The Monetary Policy Committee (MPC) of the Reserve Bank of India on Wednesday hiked the Repo rate or the rate at which the RBI lends funds to banks, by 25 basis points to 6.50 per cent in a bid to control retail inflation. This decision is based on an assessment of the macroeconomic situation and its outlook, decided by a majority of 4 members out of 6 headed by Reserve Bank of India Governor Shaktikanta Das.

Repo is the rate at which Reserve Bank of India lends funds to commercial banks when needed. It is a tool that the central bank uses to control inflation. This is the third hike since the beginning of the current financial year, taking the rate is back to pre-pandemic levels in order to tame the inflationary pressure.


  • Impact on Economic Growth

Successive rate raises over a relatively brief period are expected to have an unplanned negative effect on economic growth, even though these measures are essential to tackle inflation. Due to the rise in the RBI monetary policy repo rate, people may purchase increasingly fewer goods and services, which could potentially affect demand and, in turn, slow growth. As a result, as everything becomes more expensive, goods and services may no longer be within the means of the underprivileged sections of society

  • Impact on Loans & EMIs

When banks increase interest rates, existing borrowers may see an increase in their monthly loan payments, which may discourage them from buying a home. The increase in the Reserve Bank of India’s interest rate affects all types of loans, including mortgages, car loans, student loans, personal loans, business loans, credit cards, etc. An increase in interest rates makes borrowing from banks more costly, affecting all consumers.

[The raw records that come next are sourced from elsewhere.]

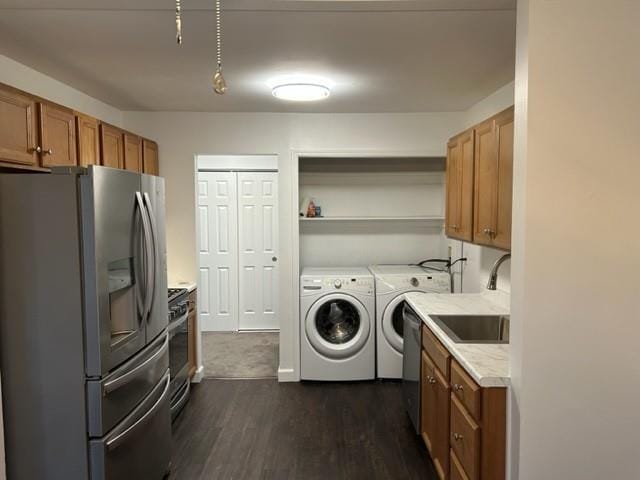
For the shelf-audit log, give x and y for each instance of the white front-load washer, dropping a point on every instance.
(337, 324)
(392, 282)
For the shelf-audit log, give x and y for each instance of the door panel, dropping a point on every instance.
(112, 268)
(18, 135)
(150, 157)
(504, 150)
(88, 141)
(111, 146)
(153, 192)
(132, 152)
(485, 183)
(257, 253)
(218, 251)
(58, 136)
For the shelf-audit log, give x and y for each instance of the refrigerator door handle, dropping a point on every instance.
(116, 441)
(127, 377)
(147, 251)
(156, 249)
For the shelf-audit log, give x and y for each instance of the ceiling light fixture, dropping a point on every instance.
(301, 92)
(219, 84)
(178, 23)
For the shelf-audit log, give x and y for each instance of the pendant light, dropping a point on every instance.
(219, 84)
(178, 23)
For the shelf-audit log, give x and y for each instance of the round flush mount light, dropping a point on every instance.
(301, 92)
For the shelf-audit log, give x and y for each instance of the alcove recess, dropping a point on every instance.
(374, 210)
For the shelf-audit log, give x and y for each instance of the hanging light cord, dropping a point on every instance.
(218, 35)
(178, 22)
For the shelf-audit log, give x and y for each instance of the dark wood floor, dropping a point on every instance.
(260, 429)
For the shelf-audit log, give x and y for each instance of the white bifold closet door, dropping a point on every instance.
(238, 250)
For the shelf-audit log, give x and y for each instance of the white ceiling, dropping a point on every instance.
(381, 55)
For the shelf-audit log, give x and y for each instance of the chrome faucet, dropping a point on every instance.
(493, 276)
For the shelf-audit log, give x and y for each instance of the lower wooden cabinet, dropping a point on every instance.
(463, 425)
(456, 471)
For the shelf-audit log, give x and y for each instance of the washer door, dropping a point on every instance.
(337, 325)
(393, 323)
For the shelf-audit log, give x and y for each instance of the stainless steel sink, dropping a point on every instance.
(474, 328)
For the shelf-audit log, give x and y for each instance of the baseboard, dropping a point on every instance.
(287, 375)
(199, 375)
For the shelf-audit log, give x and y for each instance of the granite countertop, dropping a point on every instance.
(191, 286)
(488, 364)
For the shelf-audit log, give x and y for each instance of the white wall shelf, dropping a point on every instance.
(430, 219)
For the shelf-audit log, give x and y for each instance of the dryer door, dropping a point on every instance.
(337, 326)
(393, 323)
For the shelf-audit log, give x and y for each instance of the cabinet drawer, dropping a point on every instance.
(465, 389)
(465, 439)
(436, 351)
(457, 472)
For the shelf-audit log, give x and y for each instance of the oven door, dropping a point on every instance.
(178, 353)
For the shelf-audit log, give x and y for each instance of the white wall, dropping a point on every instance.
(24, 78)
(182, 135)
(576, 294)
(481, 259)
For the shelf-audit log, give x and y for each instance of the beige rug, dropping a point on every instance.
(240, 355)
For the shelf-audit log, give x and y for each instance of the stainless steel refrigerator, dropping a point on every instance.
(83, 325)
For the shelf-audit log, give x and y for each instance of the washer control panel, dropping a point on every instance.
(350, 284)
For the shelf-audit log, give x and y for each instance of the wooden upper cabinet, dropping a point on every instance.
(88, 137)
(493, 181)
(486, 182)
(18, 132)
(132, 152)
(459, 186)
(111, 146)
(150, 163)
(504, 151)
(57, 135)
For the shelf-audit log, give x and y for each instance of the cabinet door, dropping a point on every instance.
(18, 135)
(57, 136)
(441, 400)
(459, 211)
(427, 404)
(132, 152)
(111, 146)
(452, 215)
(486, 183)
(504, 153)
(88, 141)
(150, 157)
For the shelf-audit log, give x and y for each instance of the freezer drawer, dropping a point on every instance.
(140, 446)
(109, 400)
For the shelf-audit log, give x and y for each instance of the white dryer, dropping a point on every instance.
(392, 282)
(337, 324)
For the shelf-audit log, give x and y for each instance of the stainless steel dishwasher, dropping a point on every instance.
(411, 365)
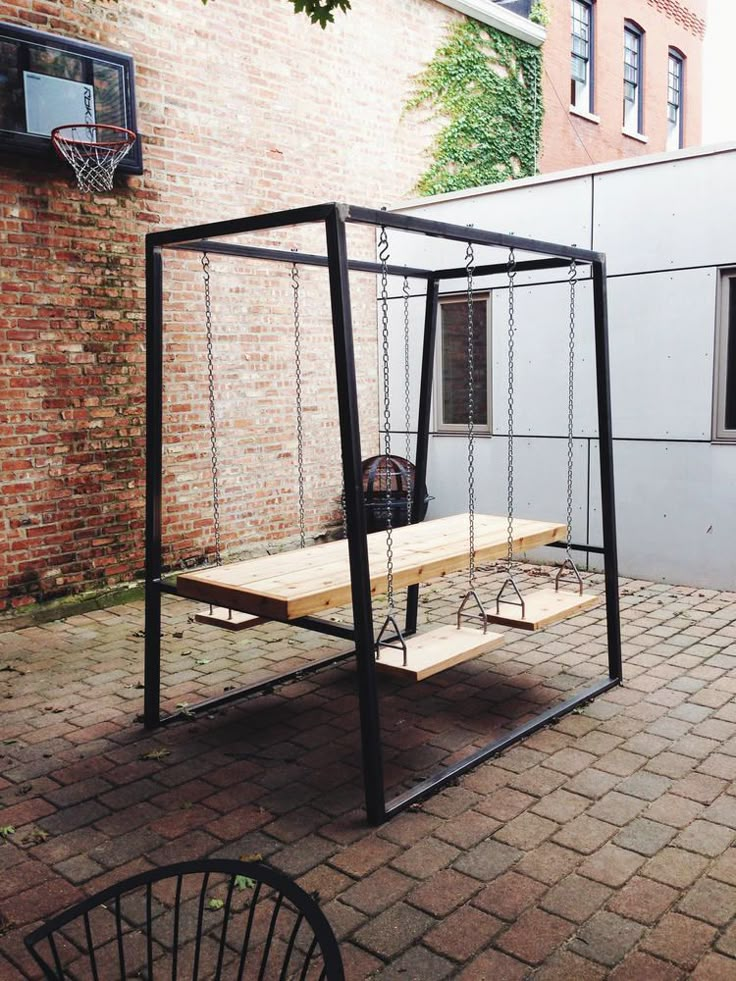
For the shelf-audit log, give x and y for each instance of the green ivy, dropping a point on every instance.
(487, 86)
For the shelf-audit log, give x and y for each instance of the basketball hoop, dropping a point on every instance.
(93, 150)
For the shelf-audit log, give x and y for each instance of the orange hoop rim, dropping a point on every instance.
(128, 137)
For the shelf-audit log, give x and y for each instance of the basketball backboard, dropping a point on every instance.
(48, 81)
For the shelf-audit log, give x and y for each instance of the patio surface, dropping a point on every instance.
(600, 847)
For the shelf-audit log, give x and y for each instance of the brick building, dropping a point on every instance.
(634, 85)
(241, 107)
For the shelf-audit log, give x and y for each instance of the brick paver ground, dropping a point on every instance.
(600, 847)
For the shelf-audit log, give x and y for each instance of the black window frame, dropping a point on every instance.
(678, 58)
(16, 143)
(480, 299)
(637, 70)
(585, 54)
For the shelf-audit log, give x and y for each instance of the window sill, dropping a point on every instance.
(635, 136)
(590, 116)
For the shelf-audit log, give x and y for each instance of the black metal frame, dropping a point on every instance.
(335, 217)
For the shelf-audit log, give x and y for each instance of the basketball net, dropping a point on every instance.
(93, 151)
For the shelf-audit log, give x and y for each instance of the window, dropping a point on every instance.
(632, 79)
(46, 81)
(724, 402)
(581, 86)
(674, 100)
(452, 375)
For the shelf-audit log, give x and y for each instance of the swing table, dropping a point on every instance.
(310, 581)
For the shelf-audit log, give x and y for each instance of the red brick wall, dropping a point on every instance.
(243, 107)
(572, 141)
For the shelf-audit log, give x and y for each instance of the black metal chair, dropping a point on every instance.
(210, 920)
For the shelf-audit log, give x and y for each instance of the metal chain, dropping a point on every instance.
(344, 508)
(469, 267)
(213, 414)
(407, 401)
(573, 278)
(383, 255)
(299, 408)
(511, 273)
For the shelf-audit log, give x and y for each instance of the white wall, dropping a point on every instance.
(666, 227)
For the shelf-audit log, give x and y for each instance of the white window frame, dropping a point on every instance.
(675, 130)
(721, 380)
(459, 428)
(581, 92)
(634, 111)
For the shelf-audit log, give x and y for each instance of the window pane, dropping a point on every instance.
(454, 341)
(730, 420)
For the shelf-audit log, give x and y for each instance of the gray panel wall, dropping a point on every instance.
(666, 228)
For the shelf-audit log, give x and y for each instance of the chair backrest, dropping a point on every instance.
(210, 920)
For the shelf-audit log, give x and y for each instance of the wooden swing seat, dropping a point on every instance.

  • Impact on Deposits & Fixed Deposit Rates

An increase in the interest rates for bank deposits is usually positive when the repo rate goes up.  However, the spread of the interest rate increase may be slower. It is expected that eventually, banks will raise their deposit interest rates. Experts claim that those with short- to medium-term investments like fixed deposits and savings accounts may benefit from higher rates as they receive higher returns on their investments, depending on how banking institutions adopt the new interest rate hike.

The recent string of interest rate increases by the Bank of England, the European Central Bank, and the US Federal Reserve, and their impact on the foreign exchange market, led the Reserve Bank of India to make another interest rate hike. Unless there is a sudden surge in inflation, it is likely that the Reserve Bank of India will keep its policy rate unchanged for the rest of 2023, which would be beneficial for both the debt and equity markets.